The fertility endpoint appears underpowered. The mating experiment used only a small number of animals per group, so embryo-count effects should be treated as suggestive rather than definitive. Fertility is variable, and robust reproductive claims would need larger cohorts, repeated breeding, time-to-pregnancy data, litter survival, and ideally oocyte/embryo quality assays.

The mitophagy evidence is suggestive but not perfect. LC3-II/I, PINK1, Parkin, TOMM20, TEM images, and LC3/TOMM20 colocalisation are consistent with mitophagy, but they do not fully prove mitophagic flux. Increased LC3 or PINK1/Parkin can reflect increased initiation, impaired clearance, or altered mitochondrial mass depending on context. More convincing flux experiments would use reporters such as mito-Keima or mt-mCherry-GFP, lysosomal blockade controls, and direct measurement of mitochondrial turnover.

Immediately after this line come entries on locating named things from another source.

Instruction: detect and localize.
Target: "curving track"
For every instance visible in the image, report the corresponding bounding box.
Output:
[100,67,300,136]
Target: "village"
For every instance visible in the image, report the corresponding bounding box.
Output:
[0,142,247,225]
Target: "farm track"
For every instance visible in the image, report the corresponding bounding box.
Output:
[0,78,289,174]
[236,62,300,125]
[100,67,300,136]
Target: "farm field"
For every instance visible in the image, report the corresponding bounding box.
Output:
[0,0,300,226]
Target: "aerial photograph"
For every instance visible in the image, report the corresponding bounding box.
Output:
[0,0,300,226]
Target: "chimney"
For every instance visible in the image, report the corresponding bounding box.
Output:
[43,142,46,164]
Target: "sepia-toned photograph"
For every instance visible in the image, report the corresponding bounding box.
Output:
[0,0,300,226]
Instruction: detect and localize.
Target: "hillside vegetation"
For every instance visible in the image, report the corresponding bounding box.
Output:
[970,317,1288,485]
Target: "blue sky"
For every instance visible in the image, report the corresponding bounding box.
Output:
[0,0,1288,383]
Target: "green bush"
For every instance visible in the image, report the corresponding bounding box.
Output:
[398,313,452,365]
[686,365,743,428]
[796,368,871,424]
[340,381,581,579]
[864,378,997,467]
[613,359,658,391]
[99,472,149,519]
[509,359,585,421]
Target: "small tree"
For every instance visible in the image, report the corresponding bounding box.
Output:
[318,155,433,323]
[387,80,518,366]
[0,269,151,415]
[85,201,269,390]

The AMPK claim also needs caution. Compound C is widely used but is not perfectly specific. Molecular docking of fisetin to AMPK is weak evidence by itself; docking can generate plausible interactions without demonstrating direct biochemical activation. Stronger evidence would include AMPK knockdown/knockout, rescue experiments, direct kinase assays, or use of more selective genetic tools.

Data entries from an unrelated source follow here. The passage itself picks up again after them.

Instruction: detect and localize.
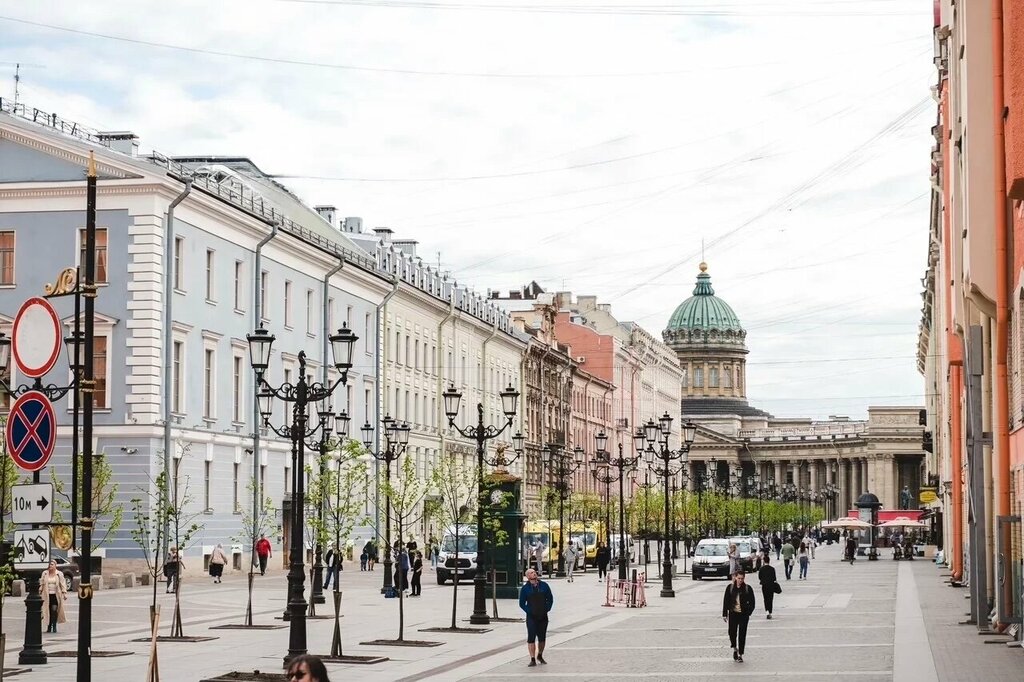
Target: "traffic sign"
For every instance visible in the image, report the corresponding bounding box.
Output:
[10,483,53,523]
[6,391,57,471]
[11,296,61,379]
[14,528,50,570]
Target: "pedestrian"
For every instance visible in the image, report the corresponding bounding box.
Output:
[519,568,555,668]
[722,568,756,663]
[164,547,184,593]
[758,554,782,621]
[256,534,273,576]
[39,560,68,633]
[324,545,341,590]
[594,543,611,583]
[285,653,331,682]
[210,543,227,583]
[413,552,423,597]
[782,539,797,581]
[562,543,577,583]
[534,541,545,574]
[726,543,739,576]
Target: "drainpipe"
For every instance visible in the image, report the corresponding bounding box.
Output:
[249,223,278,548]
[992,0,1013,613]
[936,79,964,582]
[374,276,400,540]
[160,178,191,556]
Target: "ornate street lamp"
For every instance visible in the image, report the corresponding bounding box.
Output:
[359,415,412,594]
[633,413,697,597]
[441,384,525,625]
[246,325,357,664]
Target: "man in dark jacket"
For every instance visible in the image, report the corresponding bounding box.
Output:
[519,568,555,668]
[594,543,611,583]
[722,568,755,663]
[758,554,778,621]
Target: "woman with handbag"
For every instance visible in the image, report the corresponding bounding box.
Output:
[722,568,755,663]
[758,554,782,621]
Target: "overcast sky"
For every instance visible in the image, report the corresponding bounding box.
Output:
[0,0,935,418]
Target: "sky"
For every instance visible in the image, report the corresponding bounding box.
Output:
[0,0,936,419]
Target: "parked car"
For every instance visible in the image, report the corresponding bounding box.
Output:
[690,538,730,581]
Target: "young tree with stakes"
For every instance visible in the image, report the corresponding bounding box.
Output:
[431,453,483,630]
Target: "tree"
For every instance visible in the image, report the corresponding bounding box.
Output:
[231,478,281,628]
[431,453,482,630]
[50,455,124,551]
[380,457,436,642]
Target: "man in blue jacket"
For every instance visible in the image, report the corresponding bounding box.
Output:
[519,568,555,668]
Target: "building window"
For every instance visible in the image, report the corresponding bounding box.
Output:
[0,229,14,280]
[259,270,270,322]
[234,260,245,310]
[206,249,217,301]
[174,237,185,291]
[203,348,217,419]
[231,355,245,422]
[203,460,213,511]
[171,341,185,414]
[92,336,111,409]
[285,280,292,329]
[78,227,106,284]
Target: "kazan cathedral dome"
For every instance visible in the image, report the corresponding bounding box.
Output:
[662,263,768,417]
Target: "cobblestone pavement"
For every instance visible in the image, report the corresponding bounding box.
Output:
[3,546,1024,682]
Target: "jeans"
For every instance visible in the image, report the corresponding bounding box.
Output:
[729,611,751,655]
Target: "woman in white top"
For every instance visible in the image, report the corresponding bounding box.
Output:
[39,561,68,632]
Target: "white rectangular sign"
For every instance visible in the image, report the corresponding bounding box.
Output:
[14,528,50,570]
[10,483,53,523]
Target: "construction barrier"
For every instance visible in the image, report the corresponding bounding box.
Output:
[603,570,647,608]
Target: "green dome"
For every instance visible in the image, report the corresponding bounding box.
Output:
[666,263,745,336]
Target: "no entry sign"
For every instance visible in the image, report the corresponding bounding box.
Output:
[11,296,60,379]
[6,391,57,471]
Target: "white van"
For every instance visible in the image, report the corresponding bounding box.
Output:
[436,523,476,585]
[690,538,730,581]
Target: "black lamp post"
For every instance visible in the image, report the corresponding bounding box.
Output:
[0,307,84,666]
[359,415,411,594]
[633,413,697,597]
[596,431,643,581]
[441,384,525,625]
[246,325,357,665]
[544,443,583,578]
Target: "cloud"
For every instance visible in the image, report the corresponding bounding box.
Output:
[0,0,935,416]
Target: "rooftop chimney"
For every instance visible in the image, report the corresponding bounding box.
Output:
[96,130,138,157]
[313,206,338,227]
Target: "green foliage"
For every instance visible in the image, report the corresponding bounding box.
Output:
[50,455,124,550]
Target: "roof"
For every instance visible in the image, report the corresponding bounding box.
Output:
[666,263,742,332]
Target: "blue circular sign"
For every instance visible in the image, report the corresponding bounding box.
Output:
[6,391,57,471]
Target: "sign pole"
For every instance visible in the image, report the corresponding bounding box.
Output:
[76,152,96,682]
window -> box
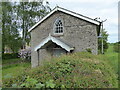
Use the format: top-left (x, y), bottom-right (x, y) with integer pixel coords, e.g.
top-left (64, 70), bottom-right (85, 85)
top-left (54, 19), bottom-right (63, 34)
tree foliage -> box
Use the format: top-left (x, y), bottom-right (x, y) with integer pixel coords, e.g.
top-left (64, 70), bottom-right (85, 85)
top-left (98, 29), bottom-right (109, 53)
top-left (16, 0), bottom-right (51, 48)
top-left (2, 0), bottom-right (51, 53)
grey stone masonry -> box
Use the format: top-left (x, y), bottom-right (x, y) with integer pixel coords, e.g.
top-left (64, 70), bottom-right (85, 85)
top-left (31, 11), bottom-right (98, 67)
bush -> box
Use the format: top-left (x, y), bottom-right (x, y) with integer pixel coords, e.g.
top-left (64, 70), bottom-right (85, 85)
top-left (86, 48), bottom-right (92, 53)
top-left (19, 48), bottom-right (31, 61)
top-left (2, 53), bottom-right (19, 60)
top-left (3, 52), bottom-right (118, 88)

The dose-response is not entirely clean. Some outcomes seem strongest at 10 or 20 mg/kg rather than 30 mg/kg. That is not fatal, but it suggests fisetin’s effects may be non-linear, and the optimal dose is not clearly established.

The paper focuses mainly on granulosa cells, but ovarian aging also involves oocyte quality, stromal inflammation/fibrosis, vascular changes, endocrine feedback, immune changes, and follicle pool dynamics. The study shows improved follicular environment but does not deeply assess oocyte competence, meiotic spindle quality, aneuploidy, mitochondrial DNA damage, or live-birth outcomes.

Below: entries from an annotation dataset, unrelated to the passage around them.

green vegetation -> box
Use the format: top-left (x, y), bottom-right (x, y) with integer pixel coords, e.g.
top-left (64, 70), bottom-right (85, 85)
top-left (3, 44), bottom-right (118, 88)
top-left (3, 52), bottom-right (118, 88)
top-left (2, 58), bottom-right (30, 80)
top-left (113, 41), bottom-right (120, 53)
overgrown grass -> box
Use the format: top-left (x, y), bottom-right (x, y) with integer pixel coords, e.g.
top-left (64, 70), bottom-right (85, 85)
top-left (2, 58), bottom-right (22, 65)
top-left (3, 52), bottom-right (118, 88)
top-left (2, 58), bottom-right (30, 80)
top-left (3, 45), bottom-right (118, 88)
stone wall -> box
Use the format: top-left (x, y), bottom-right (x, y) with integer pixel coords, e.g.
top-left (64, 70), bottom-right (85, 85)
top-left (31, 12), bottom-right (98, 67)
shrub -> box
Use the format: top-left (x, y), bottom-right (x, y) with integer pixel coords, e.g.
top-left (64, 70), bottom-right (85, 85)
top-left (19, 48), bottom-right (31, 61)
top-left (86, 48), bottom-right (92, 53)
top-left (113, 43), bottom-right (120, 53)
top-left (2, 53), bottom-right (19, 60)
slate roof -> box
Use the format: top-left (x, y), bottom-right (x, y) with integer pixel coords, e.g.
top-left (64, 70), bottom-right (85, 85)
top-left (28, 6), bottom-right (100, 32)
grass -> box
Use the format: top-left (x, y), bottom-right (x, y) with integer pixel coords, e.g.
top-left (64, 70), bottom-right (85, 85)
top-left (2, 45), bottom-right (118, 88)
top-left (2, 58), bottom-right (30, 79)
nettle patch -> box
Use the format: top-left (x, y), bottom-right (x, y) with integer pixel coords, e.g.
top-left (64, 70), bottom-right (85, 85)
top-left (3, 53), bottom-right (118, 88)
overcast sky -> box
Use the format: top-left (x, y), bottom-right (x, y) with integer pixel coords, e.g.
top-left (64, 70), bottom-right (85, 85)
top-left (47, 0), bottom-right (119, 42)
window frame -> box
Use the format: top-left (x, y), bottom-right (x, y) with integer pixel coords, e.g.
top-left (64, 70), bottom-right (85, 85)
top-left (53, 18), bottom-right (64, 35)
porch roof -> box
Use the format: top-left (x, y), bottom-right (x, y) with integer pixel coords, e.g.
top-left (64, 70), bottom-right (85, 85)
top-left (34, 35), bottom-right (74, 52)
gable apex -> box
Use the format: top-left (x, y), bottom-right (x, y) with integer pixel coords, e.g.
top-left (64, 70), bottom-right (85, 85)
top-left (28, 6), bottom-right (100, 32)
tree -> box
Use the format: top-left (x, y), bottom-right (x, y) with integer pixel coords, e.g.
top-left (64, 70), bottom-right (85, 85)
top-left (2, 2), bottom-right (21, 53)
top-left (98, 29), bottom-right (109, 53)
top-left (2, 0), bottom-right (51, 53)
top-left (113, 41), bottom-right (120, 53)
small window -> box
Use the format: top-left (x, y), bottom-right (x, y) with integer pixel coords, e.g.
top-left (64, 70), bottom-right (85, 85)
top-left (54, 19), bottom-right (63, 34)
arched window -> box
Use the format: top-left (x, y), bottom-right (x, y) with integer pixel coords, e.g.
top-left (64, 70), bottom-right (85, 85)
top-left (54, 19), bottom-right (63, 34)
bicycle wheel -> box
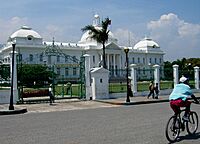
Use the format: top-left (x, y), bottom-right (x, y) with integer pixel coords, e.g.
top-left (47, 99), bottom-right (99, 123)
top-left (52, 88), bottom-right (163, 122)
top-left (165, 116), bottom-right (181, 142)
top-left (186, 112), bottom-right (199, 135)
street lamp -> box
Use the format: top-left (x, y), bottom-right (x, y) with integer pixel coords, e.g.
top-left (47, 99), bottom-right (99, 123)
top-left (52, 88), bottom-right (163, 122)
top-left (124, 48), bottom-right (130, 102)
top-left (9, 43), bottom-right (16, 110)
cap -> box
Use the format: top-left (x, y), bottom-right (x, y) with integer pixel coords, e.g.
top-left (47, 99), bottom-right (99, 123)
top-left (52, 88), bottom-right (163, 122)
top-left (179, 76), bottom-right (188, 83)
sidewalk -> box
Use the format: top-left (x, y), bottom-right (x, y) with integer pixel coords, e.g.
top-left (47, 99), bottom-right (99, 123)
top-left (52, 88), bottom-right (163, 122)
top-left (0, 92), bottom-right (200, 115)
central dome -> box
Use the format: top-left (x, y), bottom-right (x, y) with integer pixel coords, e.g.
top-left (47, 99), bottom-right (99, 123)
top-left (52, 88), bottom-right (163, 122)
top-left (10, 26), bottom-right (42, 39)
top-left (79, 14), bottom-right (117, 43)
top-left (134, 38), bottom-right (160, 49)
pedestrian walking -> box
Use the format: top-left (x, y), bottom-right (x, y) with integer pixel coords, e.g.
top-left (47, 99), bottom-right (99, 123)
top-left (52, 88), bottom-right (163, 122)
top-left (49, 84), bottom-right (54, 105)
top-left (154, 83), bottom-right (159, 99)
top-left (147, 81), bottom-right (154, 99)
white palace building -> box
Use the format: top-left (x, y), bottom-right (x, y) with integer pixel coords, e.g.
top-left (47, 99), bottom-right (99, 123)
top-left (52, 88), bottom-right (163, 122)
top-left (0, 15), bottom-right (164, 81)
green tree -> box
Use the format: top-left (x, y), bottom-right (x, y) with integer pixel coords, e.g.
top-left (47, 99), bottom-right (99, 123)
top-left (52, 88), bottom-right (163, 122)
top-left (81, 18), bottom-right (111, 68)
top-left (18, 64), bottom-right (52, 87)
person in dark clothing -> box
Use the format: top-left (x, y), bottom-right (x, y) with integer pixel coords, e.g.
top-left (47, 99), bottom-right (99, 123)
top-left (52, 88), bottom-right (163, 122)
top-left (147, 81), bottom-right (154, 99)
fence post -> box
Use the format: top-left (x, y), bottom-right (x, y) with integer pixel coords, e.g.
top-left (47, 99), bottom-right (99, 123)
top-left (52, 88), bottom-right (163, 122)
top-left (153, 65), bottom-right (160, 90)
top-left (130, 64), bottom-right (137, 94)
top-left (10, 47), bottom-right (19, 103)
top-left (173, 65), bottom-right (179, 87)
top-left (194, 66), bottom-right (199, 89)
top-left (83, 54), bottom-right (91, 100)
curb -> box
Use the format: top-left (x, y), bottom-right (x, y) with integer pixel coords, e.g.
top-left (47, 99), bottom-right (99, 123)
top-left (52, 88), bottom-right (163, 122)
top-left (0, 109), bottom-right (27, 115)
top-left (95, 100), bottom-right (169, 105)
top-left (95, 97), bottom-right (200, 105)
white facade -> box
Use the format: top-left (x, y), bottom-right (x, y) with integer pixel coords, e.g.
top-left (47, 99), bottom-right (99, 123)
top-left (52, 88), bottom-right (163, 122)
top-left (0, 15), bottom-right (164, 80)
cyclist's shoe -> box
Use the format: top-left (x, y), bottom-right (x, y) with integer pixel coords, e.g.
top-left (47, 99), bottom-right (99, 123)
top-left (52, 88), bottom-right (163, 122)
top-left (182, 115), bottom-right (189, 122)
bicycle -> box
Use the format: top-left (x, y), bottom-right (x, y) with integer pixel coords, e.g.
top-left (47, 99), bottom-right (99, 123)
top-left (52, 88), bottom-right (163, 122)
top-left (165, 102), bottom-right (199, 143)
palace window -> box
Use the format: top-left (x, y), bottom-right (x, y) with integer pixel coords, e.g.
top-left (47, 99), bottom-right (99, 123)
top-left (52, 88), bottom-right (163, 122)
top-left (29, 54), bottom-right (33, 62)
top-left (73, 68), bottom-right (76, 76)
top-left (40, 54), bottom-right (43, 62)
top-left (65, 68), bottom-right (69, 76)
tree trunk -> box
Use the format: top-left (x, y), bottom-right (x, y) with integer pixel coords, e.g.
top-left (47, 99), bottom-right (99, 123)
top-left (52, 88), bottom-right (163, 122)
top-left (103, 43), bottom-right (107, 69)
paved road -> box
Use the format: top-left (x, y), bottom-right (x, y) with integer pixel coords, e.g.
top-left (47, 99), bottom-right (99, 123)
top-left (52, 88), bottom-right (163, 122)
top-left (0, 103), bottom-right (200, 144)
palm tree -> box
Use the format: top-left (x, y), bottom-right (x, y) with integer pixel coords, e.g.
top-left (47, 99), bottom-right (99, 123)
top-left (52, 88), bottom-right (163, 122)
top-left (81, 18), bottom-right (111, 68)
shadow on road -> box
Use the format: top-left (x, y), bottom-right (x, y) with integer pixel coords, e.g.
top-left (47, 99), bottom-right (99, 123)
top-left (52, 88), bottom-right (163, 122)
top-left (178, 132), bottom-right (200, 142)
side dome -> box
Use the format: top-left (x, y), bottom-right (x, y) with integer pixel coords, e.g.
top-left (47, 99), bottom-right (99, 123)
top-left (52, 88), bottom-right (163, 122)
top-left (10, 26), bottom-right (42, 39)
top-left (134, 38), bottom-right (160, 49)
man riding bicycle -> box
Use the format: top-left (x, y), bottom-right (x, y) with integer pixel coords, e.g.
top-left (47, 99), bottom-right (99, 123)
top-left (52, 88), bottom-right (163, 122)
top-left (169, 76), bottom-right (199, 121)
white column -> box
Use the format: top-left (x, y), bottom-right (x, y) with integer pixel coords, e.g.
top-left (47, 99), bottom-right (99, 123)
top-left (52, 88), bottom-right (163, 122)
top-left (113, 54), bottom-right (116, 76)
top-left (130, 64), bottom-right (137, 94)
top-left (194, 66), bottom-right (199, 89)
top-left (153, 65), bottom-right (160, 90)
top-left (107, 54), bottom-right (110, 70)
top-left (10, 51), bottom-right (19, 103)
top-left (83, 54), bottom-right (91, 100)
top-left (173, 65), bottom-right (179, 87)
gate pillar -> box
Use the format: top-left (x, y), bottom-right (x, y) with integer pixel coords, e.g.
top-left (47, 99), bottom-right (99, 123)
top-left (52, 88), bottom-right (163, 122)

The translational discussion around human-equivalent dosing is interesting but premature. Fisetin has been tested in human contexts, but ovarian aging, ovarian reserve, fertility, and reproductive endocrinology are distinct endpoints. Human bioavailability is also a major issue for fisetin, and ovarian tissue exposure is not established here.

Overall assessment

This is a useful mechanistic preclinical study showing that fisetin can reduce D-gal-induced ovarian dysfunction and granulosa-cell senescence, with evidence implicating AMPK/mTOR-regulated mitophagy. The work is strongest as a model of oxidative-stress-driven ovarian injury and weaker as proof of genuine anti-aging or fertility-extension effects.

The next decisive experiments would be: testing fisetin in naturally aged mice, using stronger mitophagy-flux reporters, applying genetic AMPK/PINK1/Parkin perturbations, measuring oocyte quality and live births, and assessing fisetin pharmacokinetics in ovarian tissue.